The Detroit News
Sept. 7, 2023
Birmingham ― U.S. Reps. Debbie Dingell and John James criticized the far sides of each political party and expressed their opposition to a potential federal government shutdown at an event Thursday in Birmingham.
Speaking to roughly 100 business leaders and other attendees during a Detroit Regional Chamber event, both Dingell, D-Ann Arbor, and James, R-Shelby Township, agreed that the extremes in both of their parties are an issue and that a possible shutdown is “the wrong way to govern,” said Dingell.
James even went so far as to refer to some in the extremes of both parties as “circus freaks,” saying lawmakers need to get the nation’s spending under control.
“So the governing’s not happening,” James said, “because it seems like the circus freaks in either extreme, in both the Democrat and Republican parties, are more concerned with fundraising off of crises than they are with actually coming together and fixing the problem. We absolutely must get our spending under control, full stop. But we should not do so at the expense of the people who are must vulnerable.”
Both Dingell and James discussed the possibility of a government shutdown, especially as a new fiscal year looms. Without congressional approval, parts of the federal government could shut down when the new budget year begins Oct. 1.
An official with the Office of Management and Budget told the Associated Press that lawmakers would very likely need to pass a temporary spending measure in September to prevent a potential partial shutdown.
James ― who could face a rematch with Democrat Carl Marlinga in 2024 after narrowly defeating him last year —mentioned a bill he introduced in the House in June that would bar pay for members of Congress during government shutdowns.
“Because these fools ― these selfish fools ― are taking hostages with American lives,” he said. “You know what happens when you shut the government down? What happens is when a veteran who’s struggling with PTSD, on his or her last legs, reaches out for help for a veteran hotline, they pick it up and they get a busy signal.”

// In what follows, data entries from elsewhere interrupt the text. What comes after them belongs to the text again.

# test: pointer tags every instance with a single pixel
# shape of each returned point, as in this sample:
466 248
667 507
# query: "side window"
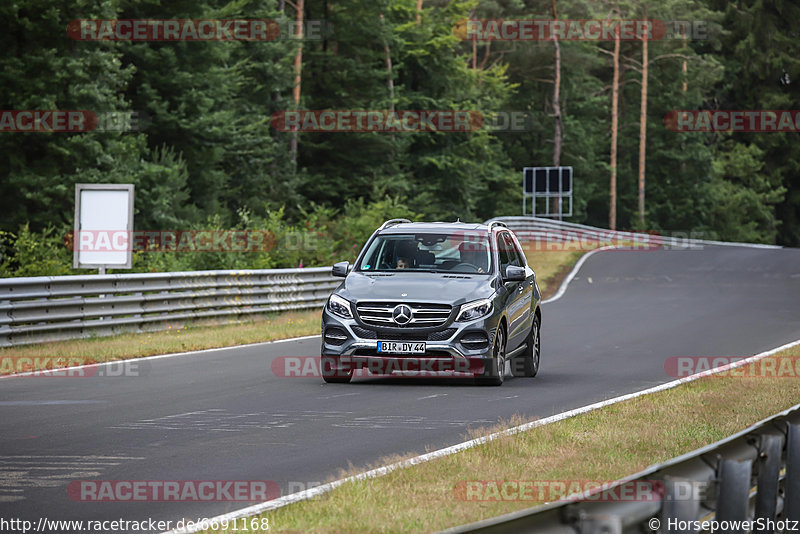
515 245
511 252
502 250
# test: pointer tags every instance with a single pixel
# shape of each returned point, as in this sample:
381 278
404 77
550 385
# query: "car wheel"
495 374
527 363
331 374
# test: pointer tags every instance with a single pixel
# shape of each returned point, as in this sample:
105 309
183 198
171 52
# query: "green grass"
602 445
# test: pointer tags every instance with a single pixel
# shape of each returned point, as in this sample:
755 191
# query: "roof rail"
393 221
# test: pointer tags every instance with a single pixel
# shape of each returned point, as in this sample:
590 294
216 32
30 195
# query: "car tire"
495 374
526 364
330 374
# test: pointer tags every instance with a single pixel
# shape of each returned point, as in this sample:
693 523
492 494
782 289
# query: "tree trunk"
612 212
388 55
557 134
643 130
298 73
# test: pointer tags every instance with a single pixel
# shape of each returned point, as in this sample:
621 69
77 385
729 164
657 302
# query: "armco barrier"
51 308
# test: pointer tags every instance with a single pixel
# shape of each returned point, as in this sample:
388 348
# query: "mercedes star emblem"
401 314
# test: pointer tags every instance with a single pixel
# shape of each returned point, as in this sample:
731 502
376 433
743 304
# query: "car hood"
418 287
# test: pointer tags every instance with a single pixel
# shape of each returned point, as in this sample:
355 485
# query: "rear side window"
508 254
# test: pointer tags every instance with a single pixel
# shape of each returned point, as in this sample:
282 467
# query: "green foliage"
28 253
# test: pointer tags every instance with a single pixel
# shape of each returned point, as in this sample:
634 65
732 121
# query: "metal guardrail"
54 308
752 476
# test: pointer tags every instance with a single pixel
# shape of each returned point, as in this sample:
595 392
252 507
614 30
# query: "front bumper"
453 347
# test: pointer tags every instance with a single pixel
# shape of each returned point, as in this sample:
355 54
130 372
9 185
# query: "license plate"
402 347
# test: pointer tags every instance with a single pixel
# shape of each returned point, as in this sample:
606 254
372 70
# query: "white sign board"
103 226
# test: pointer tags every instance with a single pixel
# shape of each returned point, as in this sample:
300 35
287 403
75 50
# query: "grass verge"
602 445
551 267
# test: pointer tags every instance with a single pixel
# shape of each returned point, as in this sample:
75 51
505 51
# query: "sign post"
103 226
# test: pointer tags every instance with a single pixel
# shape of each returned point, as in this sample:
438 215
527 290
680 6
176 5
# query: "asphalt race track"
225 415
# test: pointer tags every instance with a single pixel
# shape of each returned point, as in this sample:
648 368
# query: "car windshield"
457 252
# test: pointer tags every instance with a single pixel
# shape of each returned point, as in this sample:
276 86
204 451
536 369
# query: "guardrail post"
769 467
681 501
792 481
734 490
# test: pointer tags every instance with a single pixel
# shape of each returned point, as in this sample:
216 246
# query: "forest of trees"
204 153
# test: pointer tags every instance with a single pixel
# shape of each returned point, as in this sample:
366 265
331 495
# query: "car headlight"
474 310
339 306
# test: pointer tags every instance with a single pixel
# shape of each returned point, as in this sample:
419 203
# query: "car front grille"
422 315
440 335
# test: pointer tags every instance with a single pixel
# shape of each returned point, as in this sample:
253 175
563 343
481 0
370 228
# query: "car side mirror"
514 274
340 269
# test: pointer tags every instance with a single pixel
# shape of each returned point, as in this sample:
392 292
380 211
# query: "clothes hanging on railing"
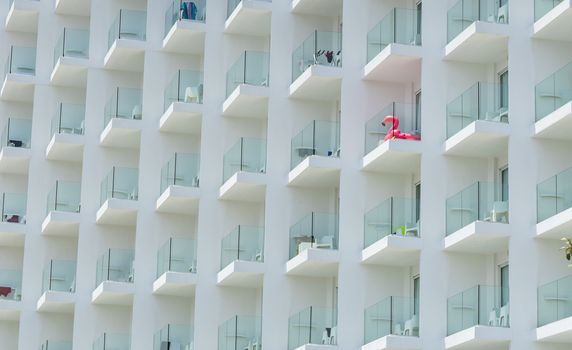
188 10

A group of House conservatives called the House Freedom Caucus has released a list of demands for the continuing resolution.
Dingell said she believes it is “the wrong way to govern to shut the government down.”
“Look, we do have far right and far left, which are a problem, and … Speaker (Kevin) McCarthy is in a more challenging position because, as we all saw, it took a lot of votes to get him elected, and people don’t want there to be votes with Democratic votes to accomplish challenging issues,” she said.
Neither elected official directly addressed the possibility of a UAW strike, but Dingell mentioned that contracts for Detroit’s three automakers will expire next week and touched on the auto industry’s continued evolution toward electric vehicles.
“We’re in the middle of one of the biggest transitions in mobility we’ve seen since the automobile was invented and we got to make sure that we’ve got the foundation to support – I mean we all care about the environment … but we have to do it in a way that keeps our jobs here in America, has an industry that’s strong, that people can afford an electric vehicle,” she said. “A whole lot of people can’t afford them.”
She added that the U.S. has to build out the infrastructure nationally for EVs.
“I’m probably a pain in the White House’s ass right now about this, but, you know, I ask all those questions,” she said.